Relevant historical examples in the modern Middle East of overcoming the obstacles to improved relations presented by the security dilemma are few and far between. The most significant case in this regard is the Egyptian-Israeli peace treaty of 1979. That required a substantial shift in Egyptian foreign policy goals and a change in Egyptian leadership to be possible. It is unlikely that Iran will undergo that kind of transformation anytime soon.

A more relevant example might be the détente achieved by the Shah’s Iran and Ba’thist Iraq in 1975, with the signing of the Algiers Accord. In that case, an overtly hostile relationship was ratcheted down with the end of Tehran’s support for Kurdish separatists in Iraq in exchange for border modifications that Iran had been seeking in the Shatt al-Arab. Yet the reduction in tensions did not last long, with the Iranian revolution sweeping the Shah from power and Saddam Hussein literally tearing up the Algiers Accord before the Iraqi parliament when he invaded Iran in 1980.

It is possible that the Iranian government could give tangible signals to the Gulf Arab states that it does not intend to threaten their internal or external security. Movement on the Yemen conflict could be such a signal, if Iran is interested in putting pressure on its Houthi allies for a settlement. Iranian cooperation with interested regional and domestic parties in Iraq to overcome the current governing crisis there would be another such signal.
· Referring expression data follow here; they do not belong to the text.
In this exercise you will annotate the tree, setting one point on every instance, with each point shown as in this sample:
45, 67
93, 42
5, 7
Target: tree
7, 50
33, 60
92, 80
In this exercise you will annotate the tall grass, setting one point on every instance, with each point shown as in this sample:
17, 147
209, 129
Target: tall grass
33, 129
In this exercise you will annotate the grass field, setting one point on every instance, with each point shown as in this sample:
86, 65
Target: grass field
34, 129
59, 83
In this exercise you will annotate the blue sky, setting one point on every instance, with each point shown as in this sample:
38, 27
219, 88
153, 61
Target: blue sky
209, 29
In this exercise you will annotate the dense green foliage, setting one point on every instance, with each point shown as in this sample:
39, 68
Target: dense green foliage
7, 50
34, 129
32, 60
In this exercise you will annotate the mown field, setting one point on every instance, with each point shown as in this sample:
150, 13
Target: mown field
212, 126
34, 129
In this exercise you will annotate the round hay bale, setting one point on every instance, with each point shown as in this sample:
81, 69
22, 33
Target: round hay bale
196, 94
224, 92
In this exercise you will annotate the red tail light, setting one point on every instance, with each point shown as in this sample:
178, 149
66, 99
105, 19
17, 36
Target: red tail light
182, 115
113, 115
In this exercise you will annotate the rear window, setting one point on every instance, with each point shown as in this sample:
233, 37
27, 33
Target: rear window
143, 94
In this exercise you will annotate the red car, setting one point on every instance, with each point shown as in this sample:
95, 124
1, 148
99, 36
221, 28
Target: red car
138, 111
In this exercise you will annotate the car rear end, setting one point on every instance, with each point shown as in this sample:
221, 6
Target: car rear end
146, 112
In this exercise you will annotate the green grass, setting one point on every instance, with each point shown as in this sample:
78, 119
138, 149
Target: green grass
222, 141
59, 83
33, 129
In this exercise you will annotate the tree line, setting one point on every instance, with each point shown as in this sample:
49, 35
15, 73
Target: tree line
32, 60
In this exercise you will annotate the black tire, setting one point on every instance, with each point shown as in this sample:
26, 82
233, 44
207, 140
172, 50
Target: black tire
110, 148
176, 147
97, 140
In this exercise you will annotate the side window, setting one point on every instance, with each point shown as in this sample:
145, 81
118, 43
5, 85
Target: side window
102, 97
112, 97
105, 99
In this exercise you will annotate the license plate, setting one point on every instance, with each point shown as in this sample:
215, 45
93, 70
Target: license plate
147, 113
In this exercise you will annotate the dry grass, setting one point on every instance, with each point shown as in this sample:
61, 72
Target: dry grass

As of now, there seems to be little prospect for Iranian moves to reassure the Gulf states or for American-Israeli moves to reassure Tehran. The security dilemma is alive and well in the Gulf region. That means that the possibility for an escalation of tensions and perhaps even direct conflict among the players in the region, including the United States, is ever present.


F. Gregory Gause, III is a professor of international affairs and John H. Lindsey ’44 Chair at the Bush School of Government and Public Service, Texas A&M University, and an affiliate of the School’s Albritton Center for Grand Strategy.